Oireachtas Joint and Select Committees

Thursday, 6 July 2017

Seanad Public Consultation Committee

Children's Mental Health Services: Discussion

10:00 am

Mr. Jim Ryan:

There were two issues raised in regard to 24/7 cover. As mentioned earlier by Dr. Dodd, 73% of our services provide 24/7 cover. Where that cover is not available, the issue is staff recruitment and retention, which has been well rehearsed over the last two days. It is not the case that the HSE is not trying to recruit staff or that it does not have the resources to recruit staff rather it is that between nursing and consultants cover in particular it is proving extremely difficult to recruit in some parts of the country and in some of the roles. We have done recruitment internationally and a group will shortly go to Geneva for a conference on recruitment. We will work everybody and anybody on this issue. We have engaged with a number of different international recruitment companies. The problem is often that as staff numbers decrease, teams feel disempowered and disengaged and it becomes difficult to recruit. Our job, as part of the leadership that has been spoken about, is to rectify this. As mentioned earlier, there have been increases in the number of staff and likewise the number of referrals over the last five or six years. We are dealing with an increasing population, an increasing number of referrals and there are times when we have to try to ensure that the services we are delivering are being provided in a robust way 9 to 5, 7 over 7 and 24/7. In regard to a young person arriving at an accident and emergency department in the early hours of the morning, we accept that this is not ideal from the point of view of any young person's mental health.

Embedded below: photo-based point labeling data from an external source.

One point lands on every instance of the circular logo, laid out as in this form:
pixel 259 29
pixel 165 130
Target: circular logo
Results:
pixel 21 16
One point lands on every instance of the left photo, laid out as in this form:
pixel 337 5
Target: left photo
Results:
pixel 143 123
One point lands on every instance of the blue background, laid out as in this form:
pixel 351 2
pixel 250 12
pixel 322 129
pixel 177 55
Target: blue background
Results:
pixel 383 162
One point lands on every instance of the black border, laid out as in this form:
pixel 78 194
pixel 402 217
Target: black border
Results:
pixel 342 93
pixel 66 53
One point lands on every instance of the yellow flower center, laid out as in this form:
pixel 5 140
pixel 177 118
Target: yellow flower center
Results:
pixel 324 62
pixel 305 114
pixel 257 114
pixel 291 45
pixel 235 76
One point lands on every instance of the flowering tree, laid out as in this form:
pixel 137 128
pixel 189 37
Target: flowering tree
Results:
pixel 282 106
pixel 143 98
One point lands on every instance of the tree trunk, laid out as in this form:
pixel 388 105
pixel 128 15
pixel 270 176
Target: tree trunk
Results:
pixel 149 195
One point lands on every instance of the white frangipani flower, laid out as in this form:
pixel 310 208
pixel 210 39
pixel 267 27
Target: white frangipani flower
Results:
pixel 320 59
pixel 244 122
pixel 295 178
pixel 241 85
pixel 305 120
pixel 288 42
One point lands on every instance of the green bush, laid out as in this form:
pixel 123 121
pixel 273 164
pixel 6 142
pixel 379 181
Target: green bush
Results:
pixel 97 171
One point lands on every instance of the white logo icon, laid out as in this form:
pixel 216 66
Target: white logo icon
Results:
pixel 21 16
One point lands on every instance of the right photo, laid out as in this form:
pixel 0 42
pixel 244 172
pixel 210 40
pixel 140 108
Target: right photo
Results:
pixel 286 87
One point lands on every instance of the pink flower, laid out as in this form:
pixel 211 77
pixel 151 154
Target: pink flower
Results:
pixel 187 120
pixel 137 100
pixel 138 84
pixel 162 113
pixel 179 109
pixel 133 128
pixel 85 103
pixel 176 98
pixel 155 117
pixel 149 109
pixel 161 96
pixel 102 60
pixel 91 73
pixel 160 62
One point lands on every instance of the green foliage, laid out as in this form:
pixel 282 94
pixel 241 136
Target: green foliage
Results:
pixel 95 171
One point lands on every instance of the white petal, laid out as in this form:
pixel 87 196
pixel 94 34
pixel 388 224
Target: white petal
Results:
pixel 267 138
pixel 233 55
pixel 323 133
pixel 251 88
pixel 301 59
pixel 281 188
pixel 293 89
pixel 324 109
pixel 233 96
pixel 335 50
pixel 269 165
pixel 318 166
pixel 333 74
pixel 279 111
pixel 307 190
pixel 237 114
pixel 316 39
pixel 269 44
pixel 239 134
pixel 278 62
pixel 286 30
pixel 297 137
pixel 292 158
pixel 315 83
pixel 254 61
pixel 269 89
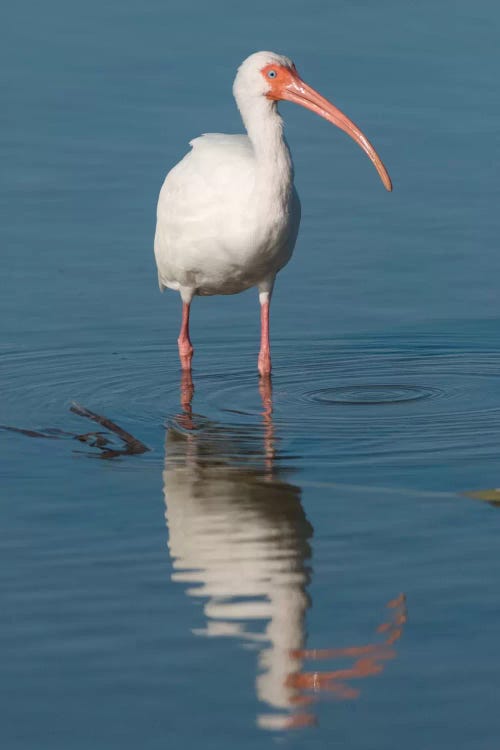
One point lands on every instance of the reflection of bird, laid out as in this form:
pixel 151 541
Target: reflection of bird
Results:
pixel 228 214
pixel 239 538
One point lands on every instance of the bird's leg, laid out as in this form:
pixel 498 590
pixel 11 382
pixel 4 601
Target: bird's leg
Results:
pixel 184 342
pixel 264 362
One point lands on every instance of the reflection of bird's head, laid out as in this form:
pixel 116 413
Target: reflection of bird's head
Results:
pixel 240 539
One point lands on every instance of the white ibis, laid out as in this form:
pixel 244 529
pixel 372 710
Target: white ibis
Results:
pixel 228 212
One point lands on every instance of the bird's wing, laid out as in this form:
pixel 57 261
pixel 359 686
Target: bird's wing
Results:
pixel 202 197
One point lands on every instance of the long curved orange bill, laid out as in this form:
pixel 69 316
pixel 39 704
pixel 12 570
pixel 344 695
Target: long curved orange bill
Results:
pixel 299 92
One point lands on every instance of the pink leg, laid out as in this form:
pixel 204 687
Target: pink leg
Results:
pixel 265 349
pixel 184 342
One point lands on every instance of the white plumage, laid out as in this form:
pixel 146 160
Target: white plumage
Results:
pixel 228 213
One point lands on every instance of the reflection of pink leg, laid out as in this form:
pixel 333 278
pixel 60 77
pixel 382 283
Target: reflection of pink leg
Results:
pixel 184 342
pixel 265 349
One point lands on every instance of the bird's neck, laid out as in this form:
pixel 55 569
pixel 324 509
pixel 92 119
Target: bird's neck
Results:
pixel 274 167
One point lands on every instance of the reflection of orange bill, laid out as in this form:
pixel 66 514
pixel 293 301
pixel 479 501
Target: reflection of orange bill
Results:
pixel 369 660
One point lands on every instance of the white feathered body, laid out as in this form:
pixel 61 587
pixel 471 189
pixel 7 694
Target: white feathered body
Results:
pixel 223 222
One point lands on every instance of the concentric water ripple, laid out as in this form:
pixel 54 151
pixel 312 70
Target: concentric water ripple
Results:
pixel 365 395
pixel 367 400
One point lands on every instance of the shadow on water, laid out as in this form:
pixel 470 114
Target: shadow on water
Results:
pixel 239 539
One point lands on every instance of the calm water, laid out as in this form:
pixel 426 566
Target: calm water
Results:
pixel 317 565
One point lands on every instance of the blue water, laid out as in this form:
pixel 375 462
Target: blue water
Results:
pixel 229 587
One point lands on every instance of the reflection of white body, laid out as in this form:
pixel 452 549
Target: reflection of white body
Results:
pixel 239 540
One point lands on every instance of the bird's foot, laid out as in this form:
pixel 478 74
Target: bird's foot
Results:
pixel 185 355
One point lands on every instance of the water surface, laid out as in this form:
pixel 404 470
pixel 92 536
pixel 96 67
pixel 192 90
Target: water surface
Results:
pixel 313 563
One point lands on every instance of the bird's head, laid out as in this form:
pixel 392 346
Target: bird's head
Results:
pixel 275 77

We do try immediately to have an assessment done by a CAMHS team to ensure the appropriate treatment is provided as quickly as possible. The committee has seen from the figures that the numbers admitted to adult units have been reduced. There was an increase in the month of January of which we were aware. There was a particular reason for that. Some of the cases involved were quite difficult to manage and we and our colleagues in Tusla were working hard to try to provide solutions which were appropriate to the young person's needs.

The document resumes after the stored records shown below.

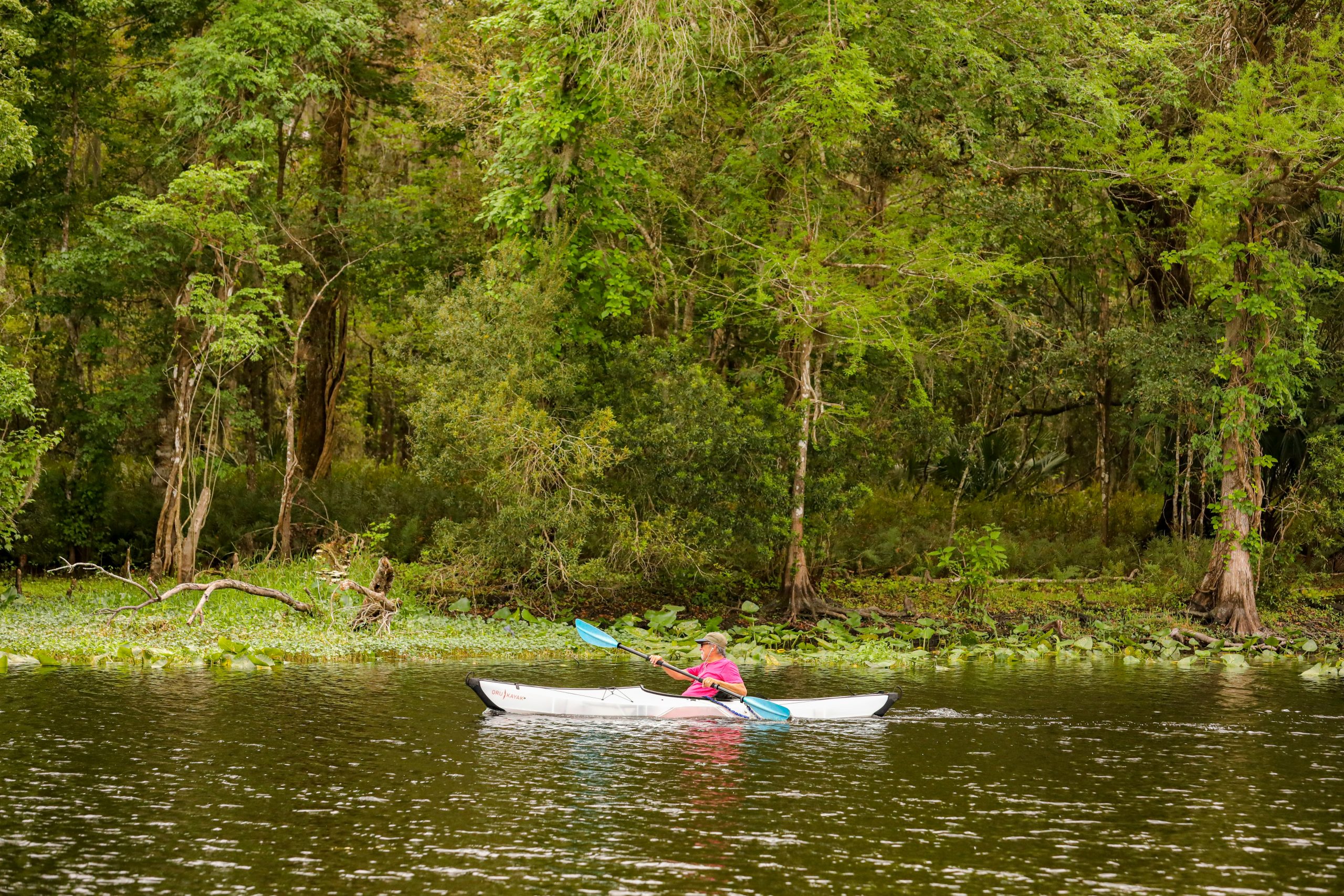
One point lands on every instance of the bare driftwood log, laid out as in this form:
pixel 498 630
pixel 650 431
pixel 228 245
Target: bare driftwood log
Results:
pixel 378 609
pixel 206 587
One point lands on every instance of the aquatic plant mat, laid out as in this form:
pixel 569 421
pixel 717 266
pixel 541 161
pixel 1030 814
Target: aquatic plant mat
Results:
pixel 68 621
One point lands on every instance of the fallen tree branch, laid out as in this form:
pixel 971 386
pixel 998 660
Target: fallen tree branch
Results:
pixel 378 609
pixel 234 585
pixel 207 587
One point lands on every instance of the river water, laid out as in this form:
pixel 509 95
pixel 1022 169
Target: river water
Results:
pixel 1035 778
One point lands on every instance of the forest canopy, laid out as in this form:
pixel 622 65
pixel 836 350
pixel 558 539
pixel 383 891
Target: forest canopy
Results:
pixel 592 294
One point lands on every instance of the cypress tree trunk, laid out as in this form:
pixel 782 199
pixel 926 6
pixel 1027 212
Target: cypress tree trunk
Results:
pixel 1227 590
pixel 324 339
pixel 797 579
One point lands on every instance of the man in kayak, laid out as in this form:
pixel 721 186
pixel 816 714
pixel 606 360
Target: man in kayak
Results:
pixel 716 668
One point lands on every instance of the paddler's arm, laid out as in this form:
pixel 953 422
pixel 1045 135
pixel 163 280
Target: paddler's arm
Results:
pixel 656 660
pixel 741 690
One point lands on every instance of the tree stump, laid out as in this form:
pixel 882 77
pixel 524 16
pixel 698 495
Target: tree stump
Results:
pixel 378 609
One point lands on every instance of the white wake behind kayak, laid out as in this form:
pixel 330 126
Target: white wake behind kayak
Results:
pixel 635 703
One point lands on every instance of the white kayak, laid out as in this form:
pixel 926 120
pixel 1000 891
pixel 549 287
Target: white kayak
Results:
pixel 642 703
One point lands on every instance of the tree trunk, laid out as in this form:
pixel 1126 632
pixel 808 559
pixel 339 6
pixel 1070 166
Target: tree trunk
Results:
pixel 797 579
pixel 323 378
pixel 187 550
pixel 282 535
pixel 1227 592
pixel 175 448
pixel 1104 418
pixel 324 338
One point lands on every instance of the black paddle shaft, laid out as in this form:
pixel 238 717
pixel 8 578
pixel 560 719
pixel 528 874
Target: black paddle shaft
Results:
pixel 723 692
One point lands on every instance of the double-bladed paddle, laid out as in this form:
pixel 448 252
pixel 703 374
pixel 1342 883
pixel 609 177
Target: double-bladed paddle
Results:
pixel 760 705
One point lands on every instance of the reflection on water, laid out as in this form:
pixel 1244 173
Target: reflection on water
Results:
pixel 387 779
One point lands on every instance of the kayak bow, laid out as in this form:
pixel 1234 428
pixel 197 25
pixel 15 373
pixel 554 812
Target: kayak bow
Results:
pixel 642 703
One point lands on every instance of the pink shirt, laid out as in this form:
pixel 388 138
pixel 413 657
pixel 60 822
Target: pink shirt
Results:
pixel 718 669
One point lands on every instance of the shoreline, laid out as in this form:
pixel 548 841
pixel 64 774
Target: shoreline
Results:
pixel 57 624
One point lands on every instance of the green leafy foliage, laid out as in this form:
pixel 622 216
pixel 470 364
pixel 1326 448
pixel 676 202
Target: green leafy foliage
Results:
pixel 975 558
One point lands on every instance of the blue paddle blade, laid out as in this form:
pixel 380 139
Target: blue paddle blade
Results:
pixel 766 710
pixel 593 635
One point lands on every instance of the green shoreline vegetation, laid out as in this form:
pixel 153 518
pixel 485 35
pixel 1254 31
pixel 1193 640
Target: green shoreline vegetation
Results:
pixel 56 623
pixel 939 307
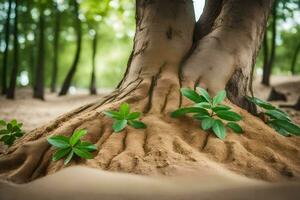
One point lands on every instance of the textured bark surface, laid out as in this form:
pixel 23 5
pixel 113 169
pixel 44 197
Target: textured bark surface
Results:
pixel 165 57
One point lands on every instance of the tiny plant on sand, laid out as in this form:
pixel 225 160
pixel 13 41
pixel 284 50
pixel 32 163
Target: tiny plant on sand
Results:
pixel 210 111
pixel 124 117
pixel 9 131
pixel 276 118
pixel 68 146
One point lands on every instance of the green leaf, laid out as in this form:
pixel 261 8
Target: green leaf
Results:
pixel 219 129
pixel 204 93
pixel 113 114
pixel 124 109
pixel 183 111
pixel 18 134
pixel 82 153
pixel 275 114
pixel 119 125
pixel 86 146
pixel 261 103
pixel 59 141
pixel 2 123
pixel 203 105
pixel 235 127
pixel 207 123
pixel 287 125
pixel 228 115
pixel 69 157
pixel 191 95
pixel 137 124
pixel 219 97
pixel 76 136
pixel 61 153
pixel 133 115
pixel 220 107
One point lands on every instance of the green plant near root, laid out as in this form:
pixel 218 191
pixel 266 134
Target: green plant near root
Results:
pixel 124 117
pixel 68 147
pixel 10 131
pixel 212 114
pixel 276 118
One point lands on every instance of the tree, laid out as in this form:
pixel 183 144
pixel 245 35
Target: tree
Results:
pixel 69 77
pixel 170 52
pixel 14 72
pixel 5 55
pixel 269 61
pixel 38 91
pixel 294 59
pixel 93 88
pixel 55 48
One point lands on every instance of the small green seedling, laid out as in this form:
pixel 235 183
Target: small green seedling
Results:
pixel 10 131
pixel 210 111
pixel 124 117
pixel 68 146
pixel 276 118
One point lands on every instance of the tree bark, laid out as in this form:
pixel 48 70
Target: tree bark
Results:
pixel 39 77
pixel 93 87
pixel 13 78
pixel 294 59
pixel 55 49
pixel 70 75
pixel 267 70
pixel 166 56
pixel 5 54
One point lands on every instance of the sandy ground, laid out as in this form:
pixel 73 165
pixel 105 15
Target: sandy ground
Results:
pixel 78 183
pixel 83 183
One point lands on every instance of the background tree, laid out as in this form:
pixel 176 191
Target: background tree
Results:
pixel 77 24
pixel 14 71
pixel 5 55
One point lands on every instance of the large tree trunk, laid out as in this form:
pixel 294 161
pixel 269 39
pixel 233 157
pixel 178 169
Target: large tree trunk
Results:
pixel 14 72
pixel 38 91
pixel 55 49
pixel 167 55
pixel 93 87
pixel 5 54
pixel 294 59
pixel 71 73
pixel 267 69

Dr. Dodd may wish to address a number of the points that were raised. I would like to address the issue of the waiting lists. Two years ago, we had in excess of 400 young people on a waiting list for more than 12 months. A colleague and I literally went down through each of the 400 and identified whether he or she was appropriate to mental health, primary care, social care, or potentially the National Educational Psychological Service, NEPS, in education. As a result of that exercise and through the redeployment of some our staff who are in current CAMHS positions, we reduced the number to less than 200. Unfortunately, we have lost certain key posts and as a result those numbers have gone up again.

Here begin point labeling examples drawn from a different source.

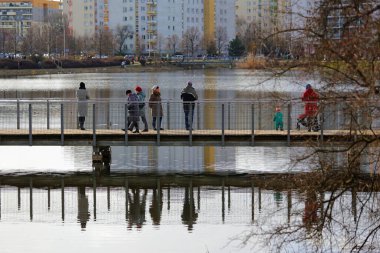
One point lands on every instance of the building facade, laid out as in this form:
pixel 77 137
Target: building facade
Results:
pixel 85 17
pixel 268 16
pixel 157 24
pixel 17 16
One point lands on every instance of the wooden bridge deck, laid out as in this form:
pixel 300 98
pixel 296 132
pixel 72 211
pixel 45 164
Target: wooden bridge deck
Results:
pixel 117 137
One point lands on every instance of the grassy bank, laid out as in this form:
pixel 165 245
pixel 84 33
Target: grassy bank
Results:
pixel 6 73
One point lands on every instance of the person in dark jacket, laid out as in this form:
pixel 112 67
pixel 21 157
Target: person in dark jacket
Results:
pixel 133 110
pixel 188 96
pixel 141 95
pixel 156 106
pixel 82 104
pixel 310 116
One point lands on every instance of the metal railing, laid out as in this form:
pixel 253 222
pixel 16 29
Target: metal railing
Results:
pixel 210 116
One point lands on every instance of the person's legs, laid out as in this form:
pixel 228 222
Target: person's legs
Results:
pixel 154 123
pixel 192 115
pixel 81 120
pixel 187 125
pixel 143 119
pixel 309 123
pixel 160 126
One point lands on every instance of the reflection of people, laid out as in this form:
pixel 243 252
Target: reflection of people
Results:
pixel 278 122
pixel 133 110
pixel 310 215
pixel 141 95
pixel 136 215
pixel 82 104
pixel 189 216
pixel 156 106
pixel 83 214
pixel 309 117
pixel 188 96
pixel 156 207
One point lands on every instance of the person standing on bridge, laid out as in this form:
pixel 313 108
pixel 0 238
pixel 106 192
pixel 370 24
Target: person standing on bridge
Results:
pixel 82 105
pixel 188 96
pixel 141 96
pixel 133 110
pixel 156 106
pixel 310 116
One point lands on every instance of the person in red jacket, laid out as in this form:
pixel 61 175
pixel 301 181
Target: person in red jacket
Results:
pixel 310 116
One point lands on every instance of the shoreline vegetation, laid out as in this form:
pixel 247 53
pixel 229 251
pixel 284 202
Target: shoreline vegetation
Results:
pixel 21 67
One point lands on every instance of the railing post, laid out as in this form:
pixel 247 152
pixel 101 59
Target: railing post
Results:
pixel 168 113
pixel 222 124
pixel 62 126
pixel 191 125
pixel 126 124
pixel 158 123
pixel 18 114
pixel 229 115
pixel 289 123
pixel 93 125
pixel 253 125
pixel 30 125
pixel 48 114
pixel 198 117
pixel 322 120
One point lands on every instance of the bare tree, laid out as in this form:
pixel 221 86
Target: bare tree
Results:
pixel 122 33
pixel 342 42
pixel 191 40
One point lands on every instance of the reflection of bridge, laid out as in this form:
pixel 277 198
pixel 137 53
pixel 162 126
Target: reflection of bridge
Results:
pixel 215 123
pixel 240 195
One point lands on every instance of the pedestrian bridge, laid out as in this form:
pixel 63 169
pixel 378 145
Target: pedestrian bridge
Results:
pixel 217 123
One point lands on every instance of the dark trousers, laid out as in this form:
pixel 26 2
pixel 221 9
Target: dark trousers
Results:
pixel 154 122
pixel 81 120
pixel 133 124
pixel 189 115
pixel 143 119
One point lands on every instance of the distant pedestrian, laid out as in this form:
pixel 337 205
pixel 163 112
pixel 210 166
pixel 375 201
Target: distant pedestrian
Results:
pixel 188 96
pixel 82 105
pixel 278 121
pixel 156 106
pixel 133 111
pixel 141 96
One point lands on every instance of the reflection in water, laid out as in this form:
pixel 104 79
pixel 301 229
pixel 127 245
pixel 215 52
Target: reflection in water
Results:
pixel 155 208
pixel 83 212
pixel 137 205
pixel 189 215
pixel 274 199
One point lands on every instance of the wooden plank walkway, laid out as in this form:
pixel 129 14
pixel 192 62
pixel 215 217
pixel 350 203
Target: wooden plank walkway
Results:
pixel 117 137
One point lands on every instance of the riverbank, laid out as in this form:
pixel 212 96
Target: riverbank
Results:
pixel 6 73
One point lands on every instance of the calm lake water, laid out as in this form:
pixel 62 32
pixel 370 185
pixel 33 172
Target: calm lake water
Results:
pixel 95 212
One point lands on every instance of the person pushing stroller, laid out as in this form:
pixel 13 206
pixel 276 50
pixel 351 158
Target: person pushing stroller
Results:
pixel 309 118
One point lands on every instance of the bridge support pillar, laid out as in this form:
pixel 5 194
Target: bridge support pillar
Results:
pixel 101 158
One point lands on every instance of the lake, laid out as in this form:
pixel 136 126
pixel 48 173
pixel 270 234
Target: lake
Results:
pixel 162 199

In respect of legislation, the Mental Health Act provides that each young person attending a child and adolescent mental health service has to have a named consultant psychiatrist. That is in the Act. It is different from other jurisdictions where they have what is called an accountable clinician, who can be someone other than a consultant psychiatrist. That has implications for the ability of other professionals to see, assess and treat young people. If the young person has to have a named psychiatrist, then in fairness that psychiatrist has to have an overview of the case. It is simply a fact. We have to work within the legislation.

On admissions to adult units, we have already gone through the protocols that have to be put in place. A point was raised about the acute units not being in compliance. When a young person is admitted to an adult unit, the unit is not in compliance. However, this does not mean the protocol we have in place for the occasions on which a young person is admitted are not followed. They are followed.